Bhavin Turakhia, a serial entrepreneur from India, is betting $30 million of his own money on Neo, a startup designed from the ground up for the AI era. His premise: workplace software designed before AI can’t simply be upgraded with chatbots. It needs to be rebuilt.

Neo is competing directly with Microsoft Office, Google Workspace, and a growing field of AI-native alternatives. Turakhia’s argument is that legacy software was built for keyboard and mouse. AI-first products should start with language and reasoning as primary interfaces.
The AI Office Problem
Microsoft and Google are bolt-on AI features—Copilot or Gemini alongside existing spreadsheets and documents. But they can’t reimagine workflows because they’re constrained by decades of backward compatibility.

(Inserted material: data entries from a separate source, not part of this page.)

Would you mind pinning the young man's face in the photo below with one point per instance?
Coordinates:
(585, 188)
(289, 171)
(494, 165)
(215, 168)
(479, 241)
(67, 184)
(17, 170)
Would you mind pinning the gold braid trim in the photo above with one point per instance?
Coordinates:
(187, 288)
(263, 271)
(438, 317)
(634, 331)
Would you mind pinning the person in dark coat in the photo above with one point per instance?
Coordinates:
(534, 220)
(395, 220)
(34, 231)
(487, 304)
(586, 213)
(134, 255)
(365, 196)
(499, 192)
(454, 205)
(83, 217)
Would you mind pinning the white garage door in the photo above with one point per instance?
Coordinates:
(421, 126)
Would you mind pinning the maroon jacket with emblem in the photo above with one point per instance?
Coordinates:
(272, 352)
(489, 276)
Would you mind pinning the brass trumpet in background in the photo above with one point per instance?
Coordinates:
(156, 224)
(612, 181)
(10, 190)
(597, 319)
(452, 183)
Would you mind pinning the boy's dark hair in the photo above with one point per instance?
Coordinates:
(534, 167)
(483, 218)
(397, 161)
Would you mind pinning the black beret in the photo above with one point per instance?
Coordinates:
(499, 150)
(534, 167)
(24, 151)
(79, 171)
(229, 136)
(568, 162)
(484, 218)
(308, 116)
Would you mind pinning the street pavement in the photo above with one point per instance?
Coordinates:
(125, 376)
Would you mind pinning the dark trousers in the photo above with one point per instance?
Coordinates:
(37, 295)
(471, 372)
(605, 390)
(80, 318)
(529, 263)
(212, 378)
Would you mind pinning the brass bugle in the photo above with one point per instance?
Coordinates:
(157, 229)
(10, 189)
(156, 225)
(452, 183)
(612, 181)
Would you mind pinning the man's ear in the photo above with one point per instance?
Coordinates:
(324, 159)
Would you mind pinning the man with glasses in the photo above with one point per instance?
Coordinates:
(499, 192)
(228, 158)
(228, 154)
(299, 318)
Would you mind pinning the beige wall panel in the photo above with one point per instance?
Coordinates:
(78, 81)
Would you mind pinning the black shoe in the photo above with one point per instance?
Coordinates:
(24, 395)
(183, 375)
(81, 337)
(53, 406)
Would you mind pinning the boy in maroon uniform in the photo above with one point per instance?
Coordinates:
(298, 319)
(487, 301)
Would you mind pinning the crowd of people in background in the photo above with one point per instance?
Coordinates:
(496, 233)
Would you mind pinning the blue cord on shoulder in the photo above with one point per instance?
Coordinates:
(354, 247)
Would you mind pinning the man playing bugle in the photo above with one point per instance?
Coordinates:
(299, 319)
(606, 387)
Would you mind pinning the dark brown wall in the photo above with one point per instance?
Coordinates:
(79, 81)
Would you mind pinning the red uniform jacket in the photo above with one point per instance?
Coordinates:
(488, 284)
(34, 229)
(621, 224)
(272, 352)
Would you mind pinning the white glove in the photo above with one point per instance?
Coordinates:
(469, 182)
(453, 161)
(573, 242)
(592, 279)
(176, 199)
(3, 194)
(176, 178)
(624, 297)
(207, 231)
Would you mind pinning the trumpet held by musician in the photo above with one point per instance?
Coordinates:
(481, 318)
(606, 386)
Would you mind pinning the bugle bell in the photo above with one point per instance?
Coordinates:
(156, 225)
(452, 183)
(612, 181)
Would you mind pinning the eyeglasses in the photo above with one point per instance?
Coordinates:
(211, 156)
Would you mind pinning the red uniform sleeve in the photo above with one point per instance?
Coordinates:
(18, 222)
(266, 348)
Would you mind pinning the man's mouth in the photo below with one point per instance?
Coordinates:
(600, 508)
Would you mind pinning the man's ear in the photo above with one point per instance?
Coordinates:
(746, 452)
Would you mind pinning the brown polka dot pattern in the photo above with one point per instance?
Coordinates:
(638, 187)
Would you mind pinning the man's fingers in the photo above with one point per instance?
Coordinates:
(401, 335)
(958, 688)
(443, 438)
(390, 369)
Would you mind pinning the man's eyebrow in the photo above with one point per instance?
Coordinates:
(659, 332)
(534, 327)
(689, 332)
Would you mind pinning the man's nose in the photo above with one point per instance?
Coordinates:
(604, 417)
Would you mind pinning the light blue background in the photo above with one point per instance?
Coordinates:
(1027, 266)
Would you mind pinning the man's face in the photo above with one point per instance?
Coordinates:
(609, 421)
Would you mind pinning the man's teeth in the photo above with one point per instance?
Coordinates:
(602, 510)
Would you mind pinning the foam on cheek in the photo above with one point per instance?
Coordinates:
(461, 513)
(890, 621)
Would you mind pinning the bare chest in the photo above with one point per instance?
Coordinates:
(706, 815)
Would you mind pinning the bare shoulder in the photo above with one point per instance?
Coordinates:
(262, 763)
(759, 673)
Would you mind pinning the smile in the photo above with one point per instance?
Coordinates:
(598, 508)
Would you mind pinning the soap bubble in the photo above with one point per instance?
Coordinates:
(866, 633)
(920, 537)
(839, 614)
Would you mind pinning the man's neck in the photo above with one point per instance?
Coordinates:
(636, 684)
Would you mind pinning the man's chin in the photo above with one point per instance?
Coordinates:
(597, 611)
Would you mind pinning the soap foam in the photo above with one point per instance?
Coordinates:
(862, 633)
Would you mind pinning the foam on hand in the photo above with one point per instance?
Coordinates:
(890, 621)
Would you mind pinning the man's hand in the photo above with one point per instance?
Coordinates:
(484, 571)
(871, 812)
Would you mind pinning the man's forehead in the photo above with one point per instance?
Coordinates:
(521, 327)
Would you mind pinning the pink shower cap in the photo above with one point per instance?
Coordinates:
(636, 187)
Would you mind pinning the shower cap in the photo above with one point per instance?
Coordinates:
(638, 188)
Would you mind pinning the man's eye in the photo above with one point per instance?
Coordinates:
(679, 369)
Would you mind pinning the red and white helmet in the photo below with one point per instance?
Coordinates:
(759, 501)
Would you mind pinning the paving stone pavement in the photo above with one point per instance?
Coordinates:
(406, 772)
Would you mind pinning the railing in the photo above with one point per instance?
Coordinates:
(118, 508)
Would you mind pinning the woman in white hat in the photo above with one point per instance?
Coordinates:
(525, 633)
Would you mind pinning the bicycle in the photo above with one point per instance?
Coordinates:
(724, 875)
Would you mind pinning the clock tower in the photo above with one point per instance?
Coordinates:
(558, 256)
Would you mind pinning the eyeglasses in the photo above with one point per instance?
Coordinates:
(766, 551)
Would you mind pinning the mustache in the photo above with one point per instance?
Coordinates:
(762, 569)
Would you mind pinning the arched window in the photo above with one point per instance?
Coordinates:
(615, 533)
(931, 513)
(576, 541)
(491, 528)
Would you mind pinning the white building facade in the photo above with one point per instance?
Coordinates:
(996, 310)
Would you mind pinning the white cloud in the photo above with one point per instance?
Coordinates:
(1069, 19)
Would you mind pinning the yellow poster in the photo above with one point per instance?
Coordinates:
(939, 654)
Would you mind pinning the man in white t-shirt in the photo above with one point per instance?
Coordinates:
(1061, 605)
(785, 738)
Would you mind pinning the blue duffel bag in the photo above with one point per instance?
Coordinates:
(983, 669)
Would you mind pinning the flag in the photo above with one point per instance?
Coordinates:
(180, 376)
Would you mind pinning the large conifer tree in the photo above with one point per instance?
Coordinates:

Neo starts fresh. Users might dictate ideas, and the software parses intent, creates outlines, drafts documents, and flags inconsistencies. No templates, no manual formatting, just natural language.
India’s Startup Moment
India attracted $7.2 billion in tech startup funding in H1 2026, up 12 percent year-over-year. AI startups Neysa and Sarvam achieved unicorn status in under three years. The ecosystem is producing founders willing to go head-to-head with Silicon Valley giants.
Turakhia’s personal bet signals confidence that AI-native tools can win if designed with ruthless simplicity.